Such colorants are not only useful for the purpose of making the image more visible, but because they absorb actinic radiation, it is possible to use the same image reproduction material further on the basis of the image obtained when the support is transparent. If a large amount of colorant is included in the photosensitive resin layer, a resist image is obtained in which only the upper layer is cured and the lower layer is not cured.

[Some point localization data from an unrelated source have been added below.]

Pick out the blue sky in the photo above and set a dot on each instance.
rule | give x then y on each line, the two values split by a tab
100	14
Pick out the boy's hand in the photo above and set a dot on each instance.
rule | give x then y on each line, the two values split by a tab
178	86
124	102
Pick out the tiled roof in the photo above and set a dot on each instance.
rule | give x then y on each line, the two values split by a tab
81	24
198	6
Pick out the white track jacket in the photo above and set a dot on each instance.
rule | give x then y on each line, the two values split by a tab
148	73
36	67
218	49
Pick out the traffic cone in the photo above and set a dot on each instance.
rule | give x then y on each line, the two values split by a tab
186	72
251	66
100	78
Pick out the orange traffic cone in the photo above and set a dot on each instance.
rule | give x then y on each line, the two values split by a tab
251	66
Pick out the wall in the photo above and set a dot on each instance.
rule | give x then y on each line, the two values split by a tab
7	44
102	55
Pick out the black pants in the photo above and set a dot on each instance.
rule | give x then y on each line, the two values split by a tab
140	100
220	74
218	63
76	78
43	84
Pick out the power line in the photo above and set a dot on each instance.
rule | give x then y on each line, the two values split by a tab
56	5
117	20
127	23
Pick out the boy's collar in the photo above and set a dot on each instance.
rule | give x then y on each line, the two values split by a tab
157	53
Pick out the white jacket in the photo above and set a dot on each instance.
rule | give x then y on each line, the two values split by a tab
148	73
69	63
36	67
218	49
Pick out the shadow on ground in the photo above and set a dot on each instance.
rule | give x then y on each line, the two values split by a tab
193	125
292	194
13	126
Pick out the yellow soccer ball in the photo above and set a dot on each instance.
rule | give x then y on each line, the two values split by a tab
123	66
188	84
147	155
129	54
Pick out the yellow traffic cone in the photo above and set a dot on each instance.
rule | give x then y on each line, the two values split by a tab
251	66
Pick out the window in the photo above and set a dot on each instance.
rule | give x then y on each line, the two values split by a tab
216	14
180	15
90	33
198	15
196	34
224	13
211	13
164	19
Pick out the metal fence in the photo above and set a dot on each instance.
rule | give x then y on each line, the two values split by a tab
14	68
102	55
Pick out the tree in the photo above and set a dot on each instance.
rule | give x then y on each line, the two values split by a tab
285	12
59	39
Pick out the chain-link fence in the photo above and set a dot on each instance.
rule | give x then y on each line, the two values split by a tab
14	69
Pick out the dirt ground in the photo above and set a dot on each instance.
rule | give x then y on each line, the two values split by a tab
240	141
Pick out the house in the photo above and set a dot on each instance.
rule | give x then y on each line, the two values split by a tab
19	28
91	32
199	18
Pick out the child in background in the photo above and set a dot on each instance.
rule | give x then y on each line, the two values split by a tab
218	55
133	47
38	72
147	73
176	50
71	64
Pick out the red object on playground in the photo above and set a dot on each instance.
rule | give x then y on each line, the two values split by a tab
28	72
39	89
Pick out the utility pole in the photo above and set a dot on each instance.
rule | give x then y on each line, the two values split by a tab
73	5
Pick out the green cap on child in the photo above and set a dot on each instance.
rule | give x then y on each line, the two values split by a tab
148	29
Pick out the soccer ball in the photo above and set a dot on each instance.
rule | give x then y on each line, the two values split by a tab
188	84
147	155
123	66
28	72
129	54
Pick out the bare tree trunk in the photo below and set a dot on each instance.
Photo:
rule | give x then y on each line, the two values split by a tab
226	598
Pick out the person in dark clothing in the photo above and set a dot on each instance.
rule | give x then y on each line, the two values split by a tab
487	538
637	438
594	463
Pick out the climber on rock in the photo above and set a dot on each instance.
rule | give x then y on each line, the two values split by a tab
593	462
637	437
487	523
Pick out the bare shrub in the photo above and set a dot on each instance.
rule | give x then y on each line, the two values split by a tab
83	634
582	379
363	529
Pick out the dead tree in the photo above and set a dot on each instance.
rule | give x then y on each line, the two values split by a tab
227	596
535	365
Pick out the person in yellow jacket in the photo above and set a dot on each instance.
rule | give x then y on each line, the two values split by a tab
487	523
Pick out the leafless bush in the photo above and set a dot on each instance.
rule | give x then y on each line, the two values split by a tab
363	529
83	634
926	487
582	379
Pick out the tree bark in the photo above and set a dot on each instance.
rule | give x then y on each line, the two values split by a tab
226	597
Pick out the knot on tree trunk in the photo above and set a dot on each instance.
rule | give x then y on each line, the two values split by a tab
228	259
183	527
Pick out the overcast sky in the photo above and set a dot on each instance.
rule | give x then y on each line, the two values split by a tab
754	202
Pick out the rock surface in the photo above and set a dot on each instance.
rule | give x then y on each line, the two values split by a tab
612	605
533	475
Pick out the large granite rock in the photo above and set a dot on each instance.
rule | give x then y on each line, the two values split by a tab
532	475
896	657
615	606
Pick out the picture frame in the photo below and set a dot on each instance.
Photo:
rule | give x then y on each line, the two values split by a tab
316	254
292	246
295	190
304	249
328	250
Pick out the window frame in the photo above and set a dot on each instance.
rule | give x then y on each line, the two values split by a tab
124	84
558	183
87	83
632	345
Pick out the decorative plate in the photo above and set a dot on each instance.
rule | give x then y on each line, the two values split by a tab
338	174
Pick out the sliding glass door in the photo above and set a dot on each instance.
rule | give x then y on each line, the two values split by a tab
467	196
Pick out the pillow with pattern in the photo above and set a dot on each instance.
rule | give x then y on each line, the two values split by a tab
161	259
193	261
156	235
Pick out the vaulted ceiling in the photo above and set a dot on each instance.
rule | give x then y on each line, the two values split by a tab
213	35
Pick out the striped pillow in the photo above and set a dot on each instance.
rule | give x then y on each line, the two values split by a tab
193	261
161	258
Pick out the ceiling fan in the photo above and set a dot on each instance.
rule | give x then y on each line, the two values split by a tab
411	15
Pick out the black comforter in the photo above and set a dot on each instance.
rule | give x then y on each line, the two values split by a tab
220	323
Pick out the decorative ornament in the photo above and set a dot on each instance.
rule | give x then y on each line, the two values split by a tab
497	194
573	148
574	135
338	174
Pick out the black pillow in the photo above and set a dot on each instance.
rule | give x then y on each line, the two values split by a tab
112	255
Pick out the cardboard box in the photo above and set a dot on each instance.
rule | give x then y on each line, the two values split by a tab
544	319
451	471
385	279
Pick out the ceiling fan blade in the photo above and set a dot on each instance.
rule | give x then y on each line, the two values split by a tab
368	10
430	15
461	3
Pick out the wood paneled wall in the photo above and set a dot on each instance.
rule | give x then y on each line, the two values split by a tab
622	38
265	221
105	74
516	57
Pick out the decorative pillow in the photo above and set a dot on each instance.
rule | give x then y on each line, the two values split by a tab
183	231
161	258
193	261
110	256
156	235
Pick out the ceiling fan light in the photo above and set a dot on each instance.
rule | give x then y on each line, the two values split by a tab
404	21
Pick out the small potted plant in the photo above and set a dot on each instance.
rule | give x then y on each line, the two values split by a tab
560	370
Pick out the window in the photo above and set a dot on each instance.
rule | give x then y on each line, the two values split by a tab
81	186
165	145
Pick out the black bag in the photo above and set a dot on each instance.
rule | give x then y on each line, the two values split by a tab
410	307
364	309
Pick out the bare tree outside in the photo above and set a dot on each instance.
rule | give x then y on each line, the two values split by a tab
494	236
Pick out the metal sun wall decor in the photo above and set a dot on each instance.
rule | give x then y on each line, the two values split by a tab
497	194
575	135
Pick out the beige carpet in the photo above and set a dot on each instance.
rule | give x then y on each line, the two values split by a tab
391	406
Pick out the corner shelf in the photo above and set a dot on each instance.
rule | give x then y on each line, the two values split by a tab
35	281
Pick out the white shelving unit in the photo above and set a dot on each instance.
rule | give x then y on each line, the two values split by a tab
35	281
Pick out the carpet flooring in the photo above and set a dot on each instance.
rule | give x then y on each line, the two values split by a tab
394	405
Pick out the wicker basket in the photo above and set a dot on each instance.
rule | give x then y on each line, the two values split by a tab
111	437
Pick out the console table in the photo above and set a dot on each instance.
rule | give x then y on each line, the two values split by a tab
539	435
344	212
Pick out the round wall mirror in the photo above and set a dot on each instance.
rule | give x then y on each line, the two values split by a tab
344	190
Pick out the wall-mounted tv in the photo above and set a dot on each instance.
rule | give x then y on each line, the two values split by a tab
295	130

It is also effective for the purpose of maintaining force-reducing properties, which is an advantageous characteristic for applications such as

Such a coloring agent can be directly blended into the alkali-developable photosensitive resin layer as described above, or
Alternatively, as the intermediate layer, a method may be adopted in which a colorant is blended into a resin layer made of an alkali-soluble binder and an alkali-developable photosensitive resin layer containing no colorant is provided thereon. In any case, in order to achieve the purpose of blending the colorant, there is a preferred range of blending amount. It is preferred that the absorbance of the layer (combined layer and protective layer) be in the range of 1.5 to 4 within the active light range. Note that, among the colorants mentioned above, when carbon black is used in particular, a good image duplication material can be obtained.

In the present invention, for the purpose of protecting the surface or preventing inhibition of the photopolymerization reaction by oxygen, especially when the alkali-developable photosensitive resin layer is a photopolymerization type,
The alkali-developable photosensitive resin layer may be coated with a removable protective film having good light transmittance, or a protective layer soluble in an aqueous solvent. Therefore, resins such as polyvinyl alcohol, polyacrylic acid, and methyl cellulose that are soluble in aqueous solvents can be used. In particular, polyvinyl alcohol is preferable because it has excellent oxygen barrier properties and can reduce the radical polymerization damage prevention effect caused by oxygen.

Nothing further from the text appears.